Perubahan Judul Bagian Kesatuan pada Bab V
Pada UU No.27 tahun 2007
Bagian Kesatu
Hak Pengusahaan Perairan Pesisir
Pada UUNo.1 tahun 2014
Bagian Kesatu
Izin
Pasal 16
Ketentuan pada pasal 16 berubah.
Pada UU no.27 tahun 2007 pasal 16 membahas mengenai pemberian hak dalam pemanfaatan perairan pesisir yakni Hak Penguasaan Perairan Pesisir (HP-3). Sedangkan pada UU no.1 tahun 2014 membahas mengenai kewajiban memiliki izin lokasi untuk pemanfaatan ruang dari sebagian perairan pesisir dan pulau-pulau kecil.
Pasal 17
Sebelumnya pada UU no.27 tahun 2007 pasal 17 membahas mengenai ketentuan pemberian HP-3 yang harus mempertimbangkan berbagai kepentingan.

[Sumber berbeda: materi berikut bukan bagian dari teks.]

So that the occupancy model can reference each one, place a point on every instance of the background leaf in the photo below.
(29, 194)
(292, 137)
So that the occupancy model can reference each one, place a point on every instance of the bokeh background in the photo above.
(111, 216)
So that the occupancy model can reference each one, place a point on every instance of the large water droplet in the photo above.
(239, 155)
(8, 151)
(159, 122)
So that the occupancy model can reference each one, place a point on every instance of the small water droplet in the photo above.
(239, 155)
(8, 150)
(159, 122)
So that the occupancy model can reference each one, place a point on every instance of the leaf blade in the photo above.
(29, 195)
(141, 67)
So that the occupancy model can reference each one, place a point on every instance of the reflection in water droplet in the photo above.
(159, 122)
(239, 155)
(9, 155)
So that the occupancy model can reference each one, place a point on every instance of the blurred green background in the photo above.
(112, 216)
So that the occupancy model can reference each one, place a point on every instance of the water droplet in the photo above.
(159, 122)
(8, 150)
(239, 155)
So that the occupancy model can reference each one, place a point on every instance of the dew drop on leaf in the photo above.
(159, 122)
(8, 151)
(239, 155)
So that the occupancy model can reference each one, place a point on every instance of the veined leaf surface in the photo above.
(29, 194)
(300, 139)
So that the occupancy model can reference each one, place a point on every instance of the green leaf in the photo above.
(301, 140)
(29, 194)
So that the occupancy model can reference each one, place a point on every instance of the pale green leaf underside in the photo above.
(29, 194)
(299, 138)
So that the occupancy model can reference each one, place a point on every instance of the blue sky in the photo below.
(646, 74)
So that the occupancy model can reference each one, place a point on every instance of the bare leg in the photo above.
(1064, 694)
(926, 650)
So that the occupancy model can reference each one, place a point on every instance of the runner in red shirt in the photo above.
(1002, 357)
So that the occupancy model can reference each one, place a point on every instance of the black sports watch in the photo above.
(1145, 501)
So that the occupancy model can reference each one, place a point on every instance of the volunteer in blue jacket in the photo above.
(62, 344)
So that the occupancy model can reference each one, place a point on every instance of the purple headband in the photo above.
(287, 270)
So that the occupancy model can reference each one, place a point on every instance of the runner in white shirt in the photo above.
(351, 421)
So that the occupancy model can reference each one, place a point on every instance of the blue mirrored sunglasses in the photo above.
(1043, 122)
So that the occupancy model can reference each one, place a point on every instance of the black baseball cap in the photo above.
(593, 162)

Sedangkan pada UU no.1 tahun 2014 membahas mengenai ketentuan dan pertimbangan dalam pemberian izin lokasi.
Pasal 18
Pasal 18 pada UU no.27 tahun 2007 membahas tentang pihak-pihak yang berhak menerima HP-3 meliputi orang perseorangan warga negara Indonesia, badan hukum yang didirikan berdasarkan hukum Indonesia, dan Masyarakat Adat. Sedangkan setelah mengalami perubahan Pasal 18 menurut UU no.1 tahun 2014 menjelaskan tentang sanksi yang diterima jika tidak merealisasikan kegiatan pemanfaatan perairan pesisir dalam jangka waktu yang telah ditentukan (dua tahun).
Pasal 19
Sebelum mengalami perubahan pasal 19 membahas mengenai jangka waktu HP-3 dan perpanjangan waktu HP-3 dan setelah mengalami perubahan pasal 19 UU no.1 tahun 2014 membahas mengenai kegiatan pemanfaatan sumberdaya perairan pesisir yang harus memiliki izin pengelolaan.
Pasal 20
Pasal 20 pada UU no.27 tahun 2007 membahas tentang peralihan HP-3 dan berakhirnya HP-3. Pada UU no.1 tahun 2014 pasal 20 membahas tentang kewajiban Pemerintah dan Pemerintah untuk memfasilitasu pemberian izin lokasi maupun ijin pengelolaan kepada masyarakat.
Pasal 21
Pasal 21 pada UU no.27 tahun 2007 terdiri dari 6 ayat yang secara umum membahas tentang Persyaratan pemberian HP-3 yang meliputi syarat teknis, administratif, dan operasional. Setelah mengalami perubahan pasal 21 menjadi 2 ayat yang membahas tentang pemanfaatan ruang dan sumber daya perairan pesisir dan perairan pulau-pulau kecil oleh masyarakat hukum adat.
Pasal 22
Pada UU no.27 tahun 2007 pasal 22 membahas tentang bagian-bagian perairan pesisir yang tidak bolah diberi HP-3. Setelah ketentuan pasal 22 diubah, pasal 22 terdiri atas 2 ayat yang membahas pengecualian Masyarakat Hukum Adat untuk memiliki izin pemanfaatan karena untuk masyarakat hukum adat pengakuannya ditetapkan berdasarkan ketentuan peraturan perundang-undangan.
Pasal 22A
Sisipan antara pasal 22 dan pasal 23 yang menjelaskan mengenai pihak-pihak yang menerima izin lokasi dan ijin pengelolaan.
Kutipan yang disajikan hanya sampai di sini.